In Portland wordt via bovengrondse goten het regenwater van gebouwen en straten naar infiltratiestroken geleid. De infiltratiestroken bufferen het regenwater en geven het vertraagd af aan de ondergrond. Door het aanwezige grind en de beplanting wordt het water enigszins gezuiverd voor het infiltreert. Natuurlijk moet de ondergrond geschikt zijn voor infiltratie (Bron: Environmental Services, 2006).

Infiltratiestroken,Portland Oregon © Environmental Services, City of Portland, Oregon

Voordelen

Raingardens bufferen en infiltreren regenwater. Ook zuiveren ze regenwater: door de filterende werking van de bodem, de wortelzone van de beplanting en het zand en grind kunnen ze een deel van de verontreinigingen uit het geïnfiltreerde water verwijderen. Door het lokaal infiltreren van het regenwater wordt het grondwater aangevuld, wat met de toenemende droogte belangrijk is. Door de beplanting dragen ze bij aan het vergroten van de stedelijke biodiversiteit en dragen ze bij aan een groenere en gezonde stad.

Water van de verharding stroomt af richting een beplante infiltratiestrook, Het water kan langzaam in de strook met een onderlaag van grind wegzakken in de bodem.
Schema Infiltratiestroken - Bron: atelier GROENBLAUW

Effectiviteit

De gemeten infiltratiecapaciteit van raingardens in Tilburg varieert tussen 23 en 62mm/uur. De gemiddelde infiltratiecapaciteit is 41mm/uur Boogaard, F. et al. 2022. Onderzoek naar raingardens in Noorwegen toont een infiltratiecapaciteit die varieert tussen de 510 en 1600mm Boogaard, F. et al. 2021.

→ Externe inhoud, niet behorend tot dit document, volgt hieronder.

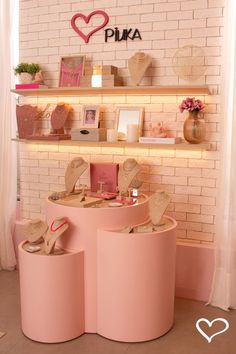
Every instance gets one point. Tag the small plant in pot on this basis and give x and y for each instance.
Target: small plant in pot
(26, 72)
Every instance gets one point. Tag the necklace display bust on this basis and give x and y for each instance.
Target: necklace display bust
(127, 172)
(56, 229)
(138, 65)
(73, 172)
(158, 203)
(34, 230)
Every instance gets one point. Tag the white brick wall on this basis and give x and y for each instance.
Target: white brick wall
(189, 176)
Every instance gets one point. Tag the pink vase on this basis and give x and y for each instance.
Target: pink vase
(194, 128)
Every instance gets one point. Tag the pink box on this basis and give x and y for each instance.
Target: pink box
(104, 172)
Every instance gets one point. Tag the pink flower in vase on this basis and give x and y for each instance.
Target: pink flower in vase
(190, 104)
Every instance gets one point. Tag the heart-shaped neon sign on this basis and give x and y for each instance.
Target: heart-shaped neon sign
(86, 20)
(209, 339)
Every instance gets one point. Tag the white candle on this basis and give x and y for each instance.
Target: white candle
(111, 135)
(132, 133)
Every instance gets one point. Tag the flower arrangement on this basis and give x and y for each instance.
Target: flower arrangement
(192, 105)
(31, 68)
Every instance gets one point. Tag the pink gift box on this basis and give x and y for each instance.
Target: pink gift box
(104, 172)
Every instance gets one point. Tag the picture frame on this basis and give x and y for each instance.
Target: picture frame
(90, 116)
(128, 115)
(71, 70)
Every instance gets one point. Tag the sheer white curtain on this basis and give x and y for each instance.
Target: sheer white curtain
(8, 163)
(223, 293)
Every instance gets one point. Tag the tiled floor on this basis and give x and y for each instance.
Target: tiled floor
(182, 339)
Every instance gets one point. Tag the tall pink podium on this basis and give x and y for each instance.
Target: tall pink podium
(123, 283)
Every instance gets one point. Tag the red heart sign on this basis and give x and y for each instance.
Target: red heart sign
(86, 20)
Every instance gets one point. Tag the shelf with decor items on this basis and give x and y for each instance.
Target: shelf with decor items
(117, 90)
(122, 144)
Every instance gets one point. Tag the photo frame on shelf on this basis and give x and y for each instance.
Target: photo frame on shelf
(128, 115)
(90, 116)
(71, 70)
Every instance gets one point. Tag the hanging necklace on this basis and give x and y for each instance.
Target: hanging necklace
(58, 227)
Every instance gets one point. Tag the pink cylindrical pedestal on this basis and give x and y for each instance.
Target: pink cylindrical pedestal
(52, 295)
(84, 223)
(136, 281)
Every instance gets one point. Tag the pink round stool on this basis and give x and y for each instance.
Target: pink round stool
(136, 284)
(52, 295)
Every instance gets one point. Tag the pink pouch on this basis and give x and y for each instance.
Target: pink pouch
(104, 172)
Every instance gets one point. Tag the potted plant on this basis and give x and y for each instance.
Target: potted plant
(194, 125)
(26, 72)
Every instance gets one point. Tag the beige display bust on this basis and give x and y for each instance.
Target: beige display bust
(138, 65)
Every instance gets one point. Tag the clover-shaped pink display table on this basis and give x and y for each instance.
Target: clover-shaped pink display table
(124, 282)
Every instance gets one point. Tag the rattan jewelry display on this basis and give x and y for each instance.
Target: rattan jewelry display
(127, 172)
(74, 170)
(138, 65)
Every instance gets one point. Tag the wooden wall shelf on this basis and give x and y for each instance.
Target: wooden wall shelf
(181, 146)
(118, 90)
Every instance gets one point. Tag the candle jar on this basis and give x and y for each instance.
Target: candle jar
(132, 133)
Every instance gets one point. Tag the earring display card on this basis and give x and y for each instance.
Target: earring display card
(105, 175)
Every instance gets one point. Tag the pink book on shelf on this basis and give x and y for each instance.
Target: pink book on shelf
(29, 86)
(107, 173)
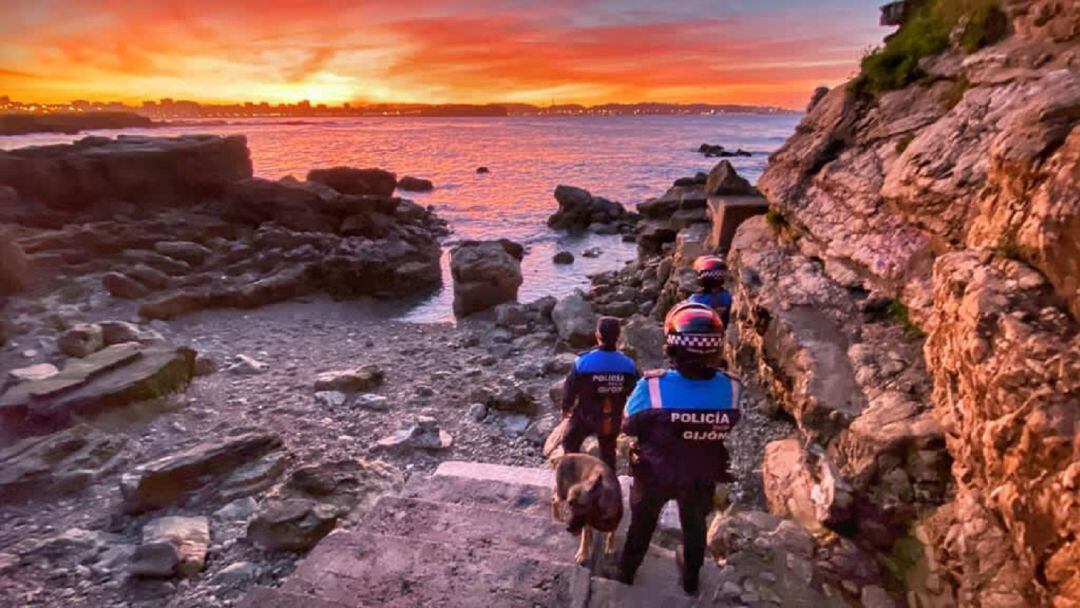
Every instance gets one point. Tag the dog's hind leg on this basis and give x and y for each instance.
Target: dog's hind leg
(609, 543)
(584, 546)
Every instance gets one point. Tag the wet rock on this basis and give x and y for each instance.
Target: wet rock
(804, 485)
(122, 286)
(244, 365)
(332, 400)
(485, 273)
(112, 377)
(15, 270)
(292, 525)
(421, 434)
(81, 340)
(31, 373)
(370, 401)
(512, 399)
(477, 411)
(185, 251)
(119, 332)
(350, 180)
(355, 380)
(575, 321)
(172, 545)
(200, 470)
(154, 171)
(145, 274)
(62, 463)
(204, 365)
(415, 184)
(561, 363)
(235, 575)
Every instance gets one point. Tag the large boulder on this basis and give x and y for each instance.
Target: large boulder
(172, 545)
(194, 472)
(575, 321)
(293, 524)
(134, 169)
(486, 273)
(578, 208)
(351, 180)
(14, 267)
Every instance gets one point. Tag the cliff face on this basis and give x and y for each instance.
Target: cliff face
(941, 219)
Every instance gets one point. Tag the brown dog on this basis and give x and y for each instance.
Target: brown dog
(591, 490)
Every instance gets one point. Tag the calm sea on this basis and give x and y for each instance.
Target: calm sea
(626, 159)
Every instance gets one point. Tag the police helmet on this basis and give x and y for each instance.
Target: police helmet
(711, 268)
(693, 328)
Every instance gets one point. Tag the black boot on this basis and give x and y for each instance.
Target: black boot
(687, 580)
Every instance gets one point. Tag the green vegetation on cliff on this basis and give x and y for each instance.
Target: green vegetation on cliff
(927, 32)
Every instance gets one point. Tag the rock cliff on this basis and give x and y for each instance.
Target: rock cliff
(912, 300)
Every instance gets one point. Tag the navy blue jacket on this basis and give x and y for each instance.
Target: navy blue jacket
(680, 424)
(596, 389)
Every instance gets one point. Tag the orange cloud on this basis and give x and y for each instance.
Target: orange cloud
(462, 51)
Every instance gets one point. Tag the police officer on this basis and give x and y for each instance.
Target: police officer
(595, 391)
(679, 418)
(712, 271)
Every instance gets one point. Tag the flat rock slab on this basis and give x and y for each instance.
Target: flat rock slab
(61, 463)
(174, 478)
(473, 527)
(365, 569)
(112, 377)
(266, 597)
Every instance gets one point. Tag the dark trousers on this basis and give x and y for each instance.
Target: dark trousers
(577, 430)
(646, 502)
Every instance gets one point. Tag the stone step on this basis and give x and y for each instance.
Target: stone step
(470, 526)
(521, 488)
(362, 569)
(266, 597)
(606, 593)
(488, 494)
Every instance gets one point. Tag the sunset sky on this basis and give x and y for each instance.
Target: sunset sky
(436, 51)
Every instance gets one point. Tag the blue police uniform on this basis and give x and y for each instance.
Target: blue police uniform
(594, 394)
(720, 301)
(679, 424)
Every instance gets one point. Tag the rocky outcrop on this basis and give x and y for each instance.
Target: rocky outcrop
(204, 471)
(1007, 374)
(947, 208)
(580, 211)
(854, 384)
(130, 169)
(350, 180)
(58, 464)
(486, 273)
(109, 378)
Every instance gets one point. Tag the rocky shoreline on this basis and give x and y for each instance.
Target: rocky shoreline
(207, 372)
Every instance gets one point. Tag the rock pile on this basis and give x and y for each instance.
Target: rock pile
(580, 211)
(485, 273)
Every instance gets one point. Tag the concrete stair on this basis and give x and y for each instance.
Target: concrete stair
(471, 535)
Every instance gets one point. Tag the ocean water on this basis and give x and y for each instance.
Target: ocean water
(625, 159)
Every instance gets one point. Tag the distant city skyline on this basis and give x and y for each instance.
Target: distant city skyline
(754, 52)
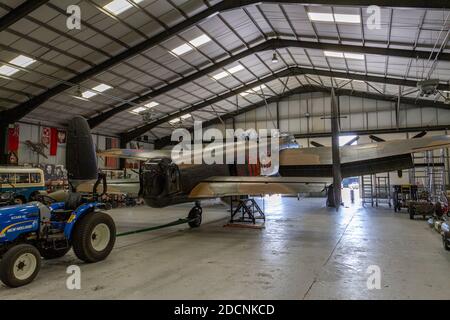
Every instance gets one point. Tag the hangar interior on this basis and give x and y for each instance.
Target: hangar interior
(139, 69)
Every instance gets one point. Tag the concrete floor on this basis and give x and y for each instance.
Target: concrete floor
(306, 251)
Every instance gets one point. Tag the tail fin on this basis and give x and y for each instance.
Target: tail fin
(81, 159)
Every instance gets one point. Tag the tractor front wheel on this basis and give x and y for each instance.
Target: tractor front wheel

Effect op de stedelijke waterkwaliteit

Door het vasthouden van regenwater in een raingarden komt er minder water in het rioolstelsel terecht. Hierdoor treden in wijken met een gemengd rioolstelsel minder vaak riooloverstorten op. De waterkwaliteit wordt hiermee positief beïnvloed, omdat het oppervlaktewater minder snel vervuild raakt met ongezuiverd rioolwater. Door het infiltreren via planten of een geschikte substraatlaag kan het water ook gezuiverd worden. Het direct afvoeren van regenwater naar het oppervlaktewater vormt wel een risico voor de waterkwaliteit, omdat het water ook verontreinigingen van afspoeling kan bevatten.

Onderhoud en beheer

Raingardens die het regenwater van grote gebieden (>4000m²) verwerken, kunnen het beste van een voorzuivering voorzien worden. Dat beperkt het onderhoud van de raingarden zelf. Het onderhoud van de beplanting in de raingardens verschilt niet van conventionele groenstroken met vergelijkbare beplanting. Het is wel aan te raden om de raingarden na de eerste zwaardere regenbui te bekijken om te zien of de infiltratie goed werkt en dit jaarlijks te herhalen. Ook is het goed om de functie van de overloop jaarlijks te controleren. Als blijkt dat het regenwater langer dan 48 uur blijft staan, moet de toplaag vervangen worden omdat deze dichtgeslibd kan zijn.